The G20 Debt Service Suspension Initiative (DSSI) passed in April has seen 43 out of 73 eligible countries defer just over $ 5 billion in official bilateral debt payments, but that’s less than half the relief that would have been possible if all eligible countries had requested patience.

The absence of private creditors also remains a problem, as does the failure of China to fully engage with all of its state institutions, according to leading economists.

‘Prepare for the worst’

World Bank chief economist Carmen Reinhart, speaking in an online forum during the annual meetings of the International Monetary Fund (IMF) and the World Bank, urged the parties to “hope for the best and prepare for the worst.”

Some of the poorest countries in the world, including Honduras, are part of a World Bank initiative to help them cope with high levels of debt. [File: Jorge Cabrera/Reuters]

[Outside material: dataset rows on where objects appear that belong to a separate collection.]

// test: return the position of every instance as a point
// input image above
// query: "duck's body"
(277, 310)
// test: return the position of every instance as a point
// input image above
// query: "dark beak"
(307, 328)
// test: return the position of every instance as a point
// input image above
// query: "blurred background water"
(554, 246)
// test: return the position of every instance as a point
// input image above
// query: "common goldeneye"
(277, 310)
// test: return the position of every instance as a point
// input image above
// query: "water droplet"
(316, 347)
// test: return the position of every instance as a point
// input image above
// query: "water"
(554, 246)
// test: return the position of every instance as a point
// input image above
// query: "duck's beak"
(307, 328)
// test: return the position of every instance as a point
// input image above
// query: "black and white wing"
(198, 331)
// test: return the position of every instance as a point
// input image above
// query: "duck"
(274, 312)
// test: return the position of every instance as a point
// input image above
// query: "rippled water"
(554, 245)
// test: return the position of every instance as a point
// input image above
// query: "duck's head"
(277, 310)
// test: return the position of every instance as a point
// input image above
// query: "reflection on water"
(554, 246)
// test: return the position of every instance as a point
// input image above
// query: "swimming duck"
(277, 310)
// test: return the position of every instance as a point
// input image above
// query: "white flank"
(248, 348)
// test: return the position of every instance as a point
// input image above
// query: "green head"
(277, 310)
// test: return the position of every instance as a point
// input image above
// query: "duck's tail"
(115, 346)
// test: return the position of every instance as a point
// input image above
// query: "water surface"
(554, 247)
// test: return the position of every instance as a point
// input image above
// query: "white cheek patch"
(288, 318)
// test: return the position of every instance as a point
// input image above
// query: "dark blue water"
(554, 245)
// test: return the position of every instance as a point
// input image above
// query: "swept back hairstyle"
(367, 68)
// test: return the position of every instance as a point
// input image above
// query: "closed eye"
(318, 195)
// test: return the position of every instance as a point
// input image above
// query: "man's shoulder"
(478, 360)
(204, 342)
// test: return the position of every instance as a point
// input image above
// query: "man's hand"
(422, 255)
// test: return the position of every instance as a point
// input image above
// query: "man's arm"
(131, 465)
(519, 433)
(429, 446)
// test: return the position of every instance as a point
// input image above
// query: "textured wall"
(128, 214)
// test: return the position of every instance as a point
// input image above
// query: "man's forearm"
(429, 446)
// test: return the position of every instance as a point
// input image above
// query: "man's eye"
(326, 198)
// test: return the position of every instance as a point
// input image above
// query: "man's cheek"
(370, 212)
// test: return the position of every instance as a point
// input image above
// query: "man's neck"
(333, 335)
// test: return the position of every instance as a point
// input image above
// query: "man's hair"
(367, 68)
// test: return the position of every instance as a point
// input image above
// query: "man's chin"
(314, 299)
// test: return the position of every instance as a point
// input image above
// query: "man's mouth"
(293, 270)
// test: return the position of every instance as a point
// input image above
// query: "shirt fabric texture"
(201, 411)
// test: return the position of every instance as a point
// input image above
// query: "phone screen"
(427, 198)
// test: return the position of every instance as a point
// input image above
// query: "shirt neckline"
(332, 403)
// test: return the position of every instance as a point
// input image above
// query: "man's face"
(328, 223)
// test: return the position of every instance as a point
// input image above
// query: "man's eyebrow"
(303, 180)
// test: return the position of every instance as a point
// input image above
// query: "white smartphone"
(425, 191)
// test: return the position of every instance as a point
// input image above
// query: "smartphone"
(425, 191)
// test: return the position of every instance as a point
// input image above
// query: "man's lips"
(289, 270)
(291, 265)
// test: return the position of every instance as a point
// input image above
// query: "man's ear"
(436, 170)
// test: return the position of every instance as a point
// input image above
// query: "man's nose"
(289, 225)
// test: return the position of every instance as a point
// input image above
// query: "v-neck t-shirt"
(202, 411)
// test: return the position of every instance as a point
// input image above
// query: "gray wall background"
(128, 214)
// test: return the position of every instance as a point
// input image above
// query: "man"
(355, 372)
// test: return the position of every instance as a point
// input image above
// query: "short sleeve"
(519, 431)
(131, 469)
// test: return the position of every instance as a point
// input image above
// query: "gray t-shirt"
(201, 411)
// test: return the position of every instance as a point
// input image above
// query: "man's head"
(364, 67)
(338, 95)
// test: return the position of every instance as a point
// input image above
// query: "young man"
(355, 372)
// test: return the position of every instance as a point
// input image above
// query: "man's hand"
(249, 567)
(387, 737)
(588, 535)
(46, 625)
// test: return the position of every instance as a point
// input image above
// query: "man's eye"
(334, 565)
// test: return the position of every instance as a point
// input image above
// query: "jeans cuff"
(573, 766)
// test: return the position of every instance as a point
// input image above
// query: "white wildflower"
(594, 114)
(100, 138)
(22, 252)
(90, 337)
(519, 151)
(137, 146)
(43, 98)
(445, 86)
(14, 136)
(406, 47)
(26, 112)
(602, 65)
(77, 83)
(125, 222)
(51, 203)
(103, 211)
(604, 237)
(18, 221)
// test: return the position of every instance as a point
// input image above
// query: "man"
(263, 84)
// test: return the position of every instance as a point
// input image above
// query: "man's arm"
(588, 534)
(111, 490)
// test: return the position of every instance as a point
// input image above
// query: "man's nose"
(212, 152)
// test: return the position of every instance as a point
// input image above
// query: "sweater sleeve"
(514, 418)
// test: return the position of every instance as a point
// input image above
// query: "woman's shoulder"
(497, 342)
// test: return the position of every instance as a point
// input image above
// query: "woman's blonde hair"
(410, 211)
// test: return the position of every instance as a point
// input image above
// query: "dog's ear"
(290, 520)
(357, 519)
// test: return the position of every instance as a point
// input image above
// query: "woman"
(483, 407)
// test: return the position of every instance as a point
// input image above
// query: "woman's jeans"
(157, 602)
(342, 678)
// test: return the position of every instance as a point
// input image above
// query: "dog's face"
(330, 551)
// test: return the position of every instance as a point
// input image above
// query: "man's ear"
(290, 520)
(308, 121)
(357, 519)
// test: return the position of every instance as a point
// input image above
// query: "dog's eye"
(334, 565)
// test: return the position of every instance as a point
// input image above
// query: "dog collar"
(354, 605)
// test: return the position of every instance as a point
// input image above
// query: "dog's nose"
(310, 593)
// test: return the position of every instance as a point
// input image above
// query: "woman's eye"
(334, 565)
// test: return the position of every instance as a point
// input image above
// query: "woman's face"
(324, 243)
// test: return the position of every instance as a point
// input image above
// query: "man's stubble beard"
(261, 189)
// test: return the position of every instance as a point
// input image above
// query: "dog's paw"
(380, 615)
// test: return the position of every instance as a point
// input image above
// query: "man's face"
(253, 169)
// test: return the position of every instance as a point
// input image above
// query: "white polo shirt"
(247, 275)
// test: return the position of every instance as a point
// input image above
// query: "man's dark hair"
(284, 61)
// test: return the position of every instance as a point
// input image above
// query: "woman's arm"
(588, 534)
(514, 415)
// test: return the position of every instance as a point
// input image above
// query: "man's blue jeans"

IMF Managing Director Kristalina Georgieva said last week that only African states face a financing gap of $ 345 billion through 2023 to cope with the pandemic and its economic effects.

Developing countries have pushed hard for the debt freeze to be extended, but say more measures are needed to help middle-income countries that are currently ineligible for the G20 initiative.

Angolan Finance Minister Vera Daves said in an online forum organized by the IMF and the World Bank that an extension of the DSSI would be “very useful.”

Officials from Kenya and Costa Rica told an online panel at the Institute of International Finance that countries like China and Russia, which are not currently part of the Paris Club government’s debt relief architecture, should provide more help.

“The desire to attract all the creditors, and particularly China and Russia, I think is great,” said Patrick Njoroge, governor of the Central Bank of Kenya. “China has never really been there and that has always been one of the weaknesses of the Paris Club.”

‘Greater debt relief’

The draft communiqué underscored the need for private sector participation and said that all official bilateral creditors should implement the initiative fully and transparently.

Odile Renaud-Basso, who chairs the Paris Club of Official Creditors, told a panel that the DSSI initiative had provided crucial short-term relief for some countries and praised China’s involvement, but said more efforts were needed.

“The question is what’s next,” he said, adding that some countries that had unsustainable debt levels before the pandemic would likely need “deeper debt relief” to reduce their overall level of debt, a step that would require participation. from China and other countries. non-members of the Paris Club, as well as the private sector.

Costa Rica’s central bank president Rodrigo Cubero echoed those comments, saying it was vital for non-Paris Club lenders to be part of the support and called for more than flexible lines of credit from the IMF and others. institutions.